At the Sobibor camp in Poland, when a cobbler named Shaul Flajszhakier of Lublin refused to beat other prisoners, he was beaten and ordered by the Nazi commandant to compose a song praising the camp’s living conditions.
The song, “Fahijad,” included these lyrics: “Our life is happy there … We receive food … How happy it is in the green forest, where I stay.” According to scholars of Yiddish, the word fahijad in this song could be a disguised expletive to hide its real meaning from the German guards.

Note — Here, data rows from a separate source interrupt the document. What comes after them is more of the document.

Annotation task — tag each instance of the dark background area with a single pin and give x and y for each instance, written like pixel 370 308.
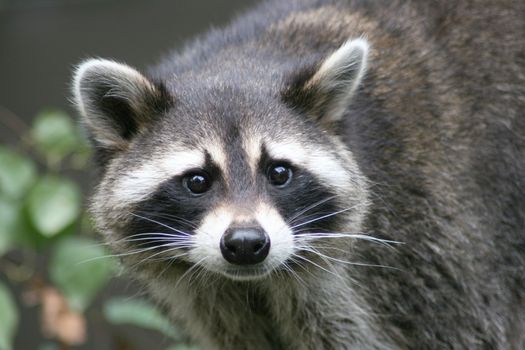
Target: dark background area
pixel 40 44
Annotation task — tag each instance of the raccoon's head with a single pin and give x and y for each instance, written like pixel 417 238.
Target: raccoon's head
pixel 239 172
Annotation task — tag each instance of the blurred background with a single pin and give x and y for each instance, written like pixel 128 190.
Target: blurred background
pixel 59 287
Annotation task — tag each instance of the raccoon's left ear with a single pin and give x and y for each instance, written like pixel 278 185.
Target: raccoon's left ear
pixel 325 93
pixel 116 102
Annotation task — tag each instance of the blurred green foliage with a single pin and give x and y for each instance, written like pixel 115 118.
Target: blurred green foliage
pixel 41 211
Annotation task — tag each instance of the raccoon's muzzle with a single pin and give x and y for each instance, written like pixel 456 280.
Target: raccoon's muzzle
pixel 245 246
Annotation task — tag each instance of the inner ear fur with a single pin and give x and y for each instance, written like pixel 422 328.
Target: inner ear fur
pixel 325 90
pixel 116 101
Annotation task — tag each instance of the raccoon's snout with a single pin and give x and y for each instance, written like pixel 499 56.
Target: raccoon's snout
pixel 245 246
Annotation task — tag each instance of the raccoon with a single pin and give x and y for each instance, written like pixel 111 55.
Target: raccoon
pixel 324 175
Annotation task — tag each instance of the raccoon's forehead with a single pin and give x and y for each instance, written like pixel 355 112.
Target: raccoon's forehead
pixel 234 146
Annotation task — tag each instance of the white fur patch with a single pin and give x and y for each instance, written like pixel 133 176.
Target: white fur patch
pixel 320 163
pixel 138 184
pixel 340 75
pixel 128 83
pixel 208 236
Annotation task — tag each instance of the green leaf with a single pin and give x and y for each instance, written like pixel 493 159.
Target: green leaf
pixel 8 318
pixel 17 173
pixel 139 313
pixel 80 268
pixel 55 135
pixel 9 211
pixel 53 204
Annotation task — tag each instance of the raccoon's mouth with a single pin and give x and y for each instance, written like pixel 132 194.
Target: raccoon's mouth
pixel 242 273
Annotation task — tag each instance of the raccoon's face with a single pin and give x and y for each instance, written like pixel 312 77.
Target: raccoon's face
pixel 241 180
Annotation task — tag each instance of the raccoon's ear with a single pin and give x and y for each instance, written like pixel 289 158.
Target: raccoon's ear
pixel 325 91
pixel 116 101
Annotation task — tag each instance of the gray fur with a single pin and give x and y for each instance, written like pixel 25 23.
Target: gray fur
pixel 431 140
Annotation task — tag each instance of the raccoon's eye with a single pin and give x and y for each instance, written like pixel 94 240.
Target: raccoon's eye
pixel 279 175
pixel 197 182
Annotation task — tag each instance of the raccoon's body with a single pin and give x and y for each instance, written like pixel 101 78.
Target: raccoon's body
pixel 325 175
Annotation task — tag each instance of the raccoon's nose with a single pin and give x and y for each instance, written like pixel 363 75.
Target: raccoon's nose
pixel 245 246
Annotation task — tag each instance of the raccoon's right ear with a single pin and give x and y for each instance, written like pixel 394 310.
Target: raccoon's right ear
pixel 324 91
pixel 116 101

Documenting A Lost Chapter In Musical History
In many cases, compositions were never written down, but the melodies and lyrics were passed on from prisoner to prisoner. For example, in Israel, Lotoro tracked down the words of a tune sung by women prisoners at Auschwitz. Esther Refael, a Jew from the Greek island of Corfu, remembered by heart the lyrics written by her fellow Auschwitz inmate Frida Misul.
An Italian Jew from Livorno, Misul penned scathing new lyrics to the tune of what was then was a popular polka in her song “Lagerue” — the Italianized form of Lagerruhe, the 8 p.m. curfew at Auschwitz announced with a whistle over the loudspeaker.
The women prisoners in block 31 defied the Nazi ban against “Lagerue” and sang that one day they would take their vengeance on the brutal guards at Auschwitz.
After two decades hunting for the lost music of the Holocaust, Lotoro is now deeply in debt. But he’s determined to carry on what he sees as his life’s mission – to right a historical wrong and help re-write the history of 20th-century European music.
He also wants to demonstrate that the creative mind cannot be imprisoned even in conditions of brutality.
“The artist,” he says, “is able to separate the external situation from the creativity that belongs to the mind, to the heart.”